G3BP1 promotes DNA binding and activation of cGAS

Cyclic GMP-AMP synthase (cGAS) is a key sensor responsible for cytosolic DNA detection. Here we report that GTPase-activating protein SH3 domain–binding protein 1 (G3BP1) is critical for DNA sensing and efficient activation of cGAS. G3BP1 enhanced DNA binding of cGAS by promoting the formation of large cGAS complexes. G3BP1 deficiency led to inefficient DNA binding by cGAS and inhibited cGAS-dependent interferon (IFN) production. The G3BP1 inhibitor epigallocatechin gallate (EGCG) disrupted existing G3BP1–cGAS complexes and inhibited DNA-triggered cGAS activation, thereby blocking DNA-induced IFN production both in vivo and in vitro.
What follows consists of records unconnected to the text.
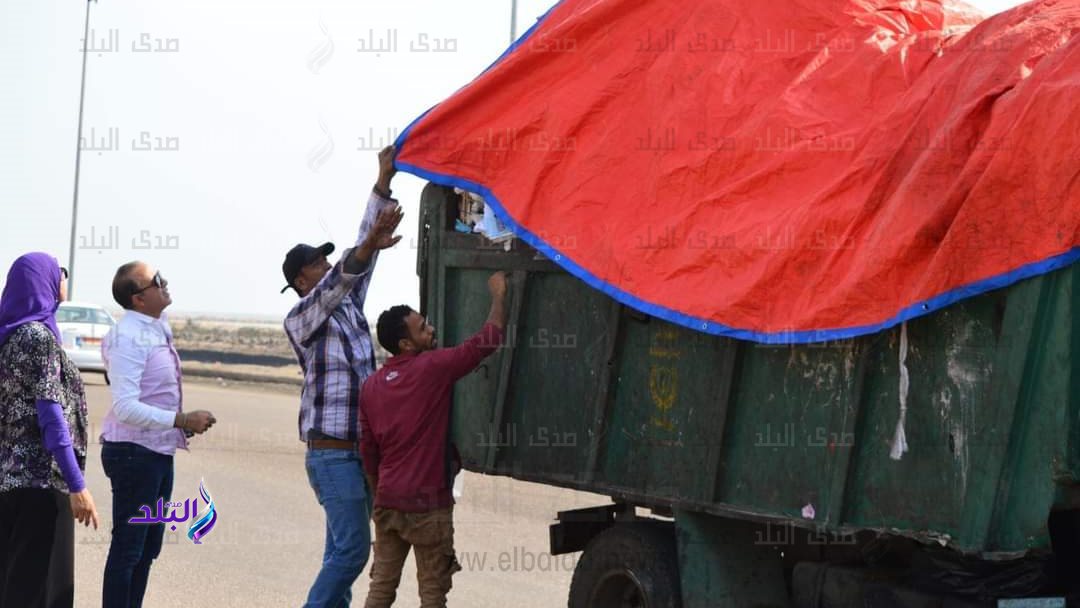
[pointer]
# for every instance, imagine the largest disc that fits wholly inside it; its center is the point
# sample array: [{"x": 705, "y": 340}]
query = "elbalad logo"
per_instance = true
[{"x": 202, "y": 522}]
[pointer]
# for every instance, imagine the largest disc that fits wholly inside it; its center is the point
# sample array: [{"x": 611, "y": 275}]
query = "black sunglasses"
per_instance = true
[{"x": 158, "y": 281}]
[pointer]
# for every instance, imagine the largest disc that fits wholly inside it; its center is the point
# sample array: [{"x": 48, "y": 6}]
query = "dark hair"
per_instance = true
[
  {"x": 124, "y": 285},
  {"x": 392, "y": 328}
]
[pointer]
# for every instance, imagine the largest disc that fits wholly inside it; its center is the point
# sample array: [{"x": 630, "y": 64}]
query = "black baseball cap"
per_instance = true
[{"x": 300, "y": 256}]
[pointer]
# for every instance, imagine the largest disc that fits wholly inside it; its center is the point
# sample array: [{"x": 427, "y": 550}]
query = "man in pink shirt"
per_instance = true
[
  {"x": 143, "y": 429},
  {"x": 405, "y": 415}
]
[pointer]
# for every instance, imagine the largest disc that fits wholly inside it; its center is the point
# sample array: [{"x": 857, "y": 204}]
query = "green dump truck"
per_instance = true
[{"x": 752, "y": 475}]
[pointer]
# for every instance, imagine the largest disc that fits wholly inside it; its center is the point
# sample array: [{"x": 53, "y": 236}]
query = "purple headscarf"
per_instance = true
[{"x": 32, "y": 293}]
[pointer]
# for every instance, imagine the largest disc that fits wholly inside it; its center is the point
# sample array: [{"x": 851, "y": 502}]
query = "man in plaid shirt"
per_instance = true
[{"x": 333, "y": 343}]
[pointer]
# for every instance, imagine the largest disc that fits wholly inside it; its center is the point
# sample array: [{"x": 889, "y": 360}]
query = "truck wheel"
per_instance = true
[{"x": 629, "y": 566}]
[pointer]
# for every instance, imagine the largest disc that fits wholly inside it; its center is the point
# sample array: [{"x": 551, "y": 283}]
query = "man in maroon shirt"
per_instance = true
[{"x": 404, "y": 420}]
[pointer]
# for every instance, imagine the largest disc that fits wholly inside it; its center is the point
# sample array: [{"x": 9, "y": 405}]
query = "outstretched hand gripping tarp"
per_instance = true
[{"x": 782, "y": 171}]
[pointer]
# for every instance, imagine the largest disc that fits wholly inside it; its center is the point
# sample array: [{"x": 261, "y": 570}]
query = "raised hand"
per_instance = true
[
  {"x": 381, "y": 235},
  {"x": 497, "y": 284},
  {"x": 83, "y": 509}
]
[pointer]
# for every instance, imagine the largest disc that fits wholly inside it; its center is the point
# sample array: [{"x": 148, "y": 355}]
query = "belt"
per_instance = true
[{"x": 331, "y": 444}]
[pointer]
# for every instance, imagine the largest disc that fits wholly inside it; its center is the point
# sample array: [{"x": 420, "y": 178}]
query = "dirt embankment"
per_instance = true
[{"x": 239, "y": 351}]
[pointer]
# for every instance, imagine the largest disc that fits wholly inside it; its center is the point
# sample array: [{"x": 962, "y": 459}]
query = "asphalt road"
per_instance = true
[{"x": 267, "y": 545}]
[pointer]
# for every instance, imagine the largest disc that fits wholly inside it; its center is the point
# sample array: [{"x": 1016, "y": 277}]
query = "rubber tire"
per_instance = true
[{"x": 644, "y": 550}]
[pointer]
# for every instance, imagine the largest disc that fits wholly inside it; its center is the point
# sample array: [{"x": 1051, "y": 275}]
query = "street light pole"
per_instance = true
[{"x": 78, "y": 156}]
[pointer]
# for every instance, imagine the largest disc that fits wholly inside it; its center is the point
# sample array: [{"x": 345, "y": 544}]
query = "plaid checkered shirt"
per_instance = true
[{"x": 333, "y": 342}]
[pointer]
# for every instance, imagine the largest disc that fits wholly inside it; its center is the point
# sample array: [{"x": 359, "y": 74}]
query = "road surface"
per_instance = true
[{"x": 267, "y": 545}]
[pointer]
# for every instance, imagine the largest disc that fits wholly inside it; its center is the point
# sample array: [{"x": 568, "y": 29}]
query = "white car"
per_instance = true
[{"x": 83, "y": 326}]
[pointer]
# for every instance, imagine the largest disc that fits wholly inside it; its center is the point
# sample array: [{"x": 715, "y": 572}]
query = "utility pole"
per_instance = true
[
  {"x": 513, "y": 21},
  {"x": 78, "y": 156}
]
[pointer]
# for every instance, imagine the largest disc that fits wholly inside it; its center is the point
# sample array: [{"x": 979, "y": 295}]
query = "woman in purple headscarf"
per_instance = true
[{"x": 42, "y": 441}]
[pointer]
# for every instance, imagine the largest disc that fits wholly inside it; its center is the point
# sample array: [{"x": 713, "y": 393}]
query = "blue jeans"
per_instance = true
[
  {"x": 138, "y": 476},
  {"x": 337, "y": 476}
]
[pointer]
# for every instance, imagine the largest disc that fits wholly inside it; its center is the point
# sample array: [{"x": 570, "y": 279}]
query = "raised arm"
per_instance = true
[
  {"x": 380, "y": 219},
  {"x": 458, "y": 361}
]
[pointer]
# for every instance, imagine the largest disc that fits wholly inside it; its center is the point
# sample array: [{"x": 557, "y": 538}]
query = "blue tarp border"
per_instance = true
[{"x": 706, "y": 326}]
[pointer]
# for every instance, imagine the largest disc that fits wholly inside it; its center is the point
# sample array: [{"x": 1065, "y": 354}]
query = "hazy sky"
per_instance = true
[{"x": 268, "y": 104}]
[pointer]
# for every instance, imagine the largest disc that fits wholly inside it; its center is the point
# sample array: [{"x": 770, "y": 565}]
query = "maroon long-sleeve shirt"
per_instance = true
[{"x": 404, "y": 420}]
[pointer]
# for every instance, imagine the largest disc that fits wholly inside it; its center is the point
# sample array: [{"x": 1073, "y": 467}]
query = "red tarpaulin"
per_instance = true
[{"x": 787, "y": 171}]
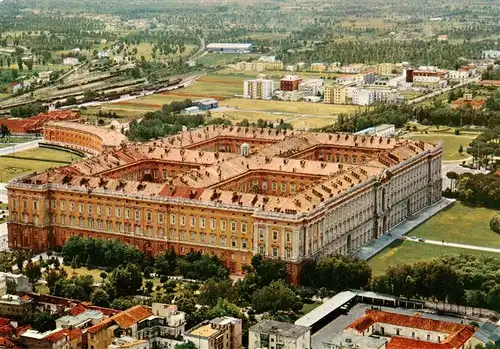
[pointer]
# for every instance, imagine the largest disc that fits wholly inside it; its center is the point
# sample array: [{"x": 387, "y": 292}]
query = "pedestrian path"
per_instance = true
[
  {"x": 368, "y": 251},
  {"x": 468, "y": 247}
]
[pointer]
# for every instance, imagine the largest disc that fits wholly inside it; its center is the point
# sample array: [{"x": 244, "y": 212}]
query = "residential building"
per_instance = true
[
  {"x": 491, "y": 54},
  {"x": 229, "y": 48},
  {"x": 160, "y": 326},
  {"x": 361, "y": 96},
  {"x": 225, "y": 332},
  {"x": 275, "y": 334},
  {"x": 319, "y": 67},
  {"x": 55, "y": 339},
  {"x": 311, "y": 87},
  {"x": 290, "y": 83},
  {"x": 412, "y": 332},
  {"x": 20, "y": 281},
  {"x": 129, "y": 343},
  {"x": 258, "y": 88},
  {"x": 13, "y": 306},
  {"x": 335, "y": 94},
  {"x": 355, "y": 341},
  {"x": 71, "y": 61},
  {"x": 197, "y": 191}
]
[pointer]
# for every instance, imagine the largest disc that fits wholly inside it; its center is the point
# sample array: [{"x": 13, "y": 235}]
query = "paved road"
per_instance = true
[
  {"x": 446, "y": 89},
  {"x": 468, "y": 247},
  {"x": 19, "y": 147},
  {"x": 368, "y": 251}
]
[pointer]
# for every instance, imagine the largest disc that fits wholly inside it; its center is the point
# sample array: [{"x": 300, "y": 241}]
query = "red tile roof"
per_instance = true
[
  {"x": 375, "y": 316},
  {"x": 124, "y": 319},
  {"x": 56, "y": 336},
  {"x": 458, "y": 334}
]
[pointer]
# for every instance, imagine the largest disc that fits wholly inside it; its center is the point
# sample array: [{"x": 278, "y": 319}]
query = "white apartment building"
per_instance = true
[
  {"x": 258, "y": 89},
  {"x": 311, "y": 87},
  {"x": 270, "y": 334}
]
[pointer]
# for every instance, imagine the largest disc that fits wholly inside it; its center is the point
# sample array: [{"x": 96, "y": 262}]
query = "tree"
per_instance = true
[
  {"x": 126, "y": 281},
  {"x": 100, "y": 298},
  {"x": 495, "y": 224},
  {"x": 275, "y": 297},
  {"x": 4, "y": 131}
]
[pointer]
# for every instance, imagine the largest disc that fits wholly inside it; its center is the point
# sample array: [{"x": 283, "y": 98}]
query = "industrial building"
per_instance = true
[{"x": 229, "y": 48}]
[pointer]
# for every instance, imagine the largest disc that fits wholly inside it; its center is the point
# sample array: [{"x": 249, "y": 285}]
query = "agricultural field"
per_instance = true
[
  {"x": 451, "y": 143},
  {"x": 409, "y": 252},
  {"x": 461, "y": 224},
  {"x": 290, "y": 107},
  {"x": 34, "y": 160},
  {"x": 219, "y": 59}
]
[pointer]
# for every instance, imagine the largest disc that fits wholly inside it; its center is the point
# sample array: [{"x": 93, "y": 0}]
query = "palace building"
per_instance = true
[{"x": 233, "y": 192}]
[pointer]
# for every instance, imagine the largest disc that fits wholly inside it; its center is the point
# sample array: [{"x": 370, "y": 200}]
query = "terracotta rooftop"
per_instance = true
[
  {"x": 109, "y": 137},
  {"x": 458, "y": 334}
]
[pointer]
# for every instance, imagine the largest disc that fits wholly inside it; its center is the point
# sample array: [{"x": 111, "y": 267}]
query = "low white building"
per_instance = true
[
  {"x": 71, "y": 61},
  {"x": 275, "y": 334}
]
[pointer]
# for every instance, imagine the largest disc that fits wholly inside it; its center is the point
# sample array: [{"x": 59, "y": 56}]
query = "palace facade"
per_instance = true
[{"x": 233, "y": 192}]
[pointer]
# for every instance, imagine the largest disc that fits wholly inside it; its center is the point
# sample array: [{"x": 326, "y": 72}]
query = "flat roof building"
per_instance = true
[
  {"x": 229, "y": 47},
  {"x": 275, "y": 334}
]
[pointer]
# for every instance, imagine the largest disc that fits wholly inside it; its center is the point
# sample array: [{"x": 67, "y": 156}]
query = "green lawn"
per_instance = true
[
  {"x": 11, "y": 168},
  {"x": 217, "y": 59},
  {"x": 408, "y": 252},
  {"x": 461, "y": 224},
  {"x": 451, "y": 143}
]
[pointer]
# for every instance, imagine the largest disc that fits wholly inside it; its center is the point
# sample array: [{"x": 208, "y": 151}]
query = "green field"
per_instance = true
[
  {"x": 218, "y": 59},
  {"x": 11, "y": 168},
  {"x": 451, "y": 143},
  {"x": 290, "y": 107},
  {"x": 408, "y": 252},
  {"x": 461, "y": 224}
]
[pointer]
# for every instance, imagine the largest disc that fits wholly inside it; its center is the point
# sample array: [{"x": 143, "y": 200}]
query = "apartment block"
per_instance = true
[
  {"x": 335, "y": 94},
  {"x": 219, "y": 333},
  {"x": 258, "y": 89}
]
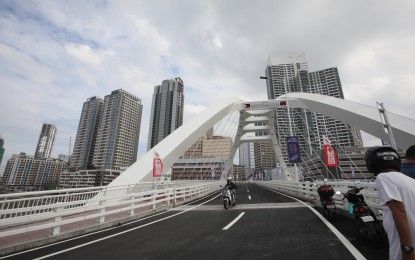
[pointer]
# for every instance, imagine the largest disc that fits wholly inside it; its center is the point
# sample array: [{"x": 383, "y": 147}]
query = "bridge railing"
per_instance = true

EGCG administration blunted self DNA–induced autoinflammatory responses in an Aicardi–Goutières syndrome (AGS) mouse model and reduced IFN-stimulated gene expression in cells from a patient with AGS. Thus, our study reveals that G3BP1 physically interacts with and primes cGAS for efficient activation. Furthermore, EGCG-mediated inhibition of G3BP1 provides a potential treatment for cGAS-related autoimmune diseases. Li and colleagues show that G3BP1, a protein known to regulate the RNA stress response, is critical for DNA sensing and efficient activation of the cytoplasmic DNA sensor cGAS.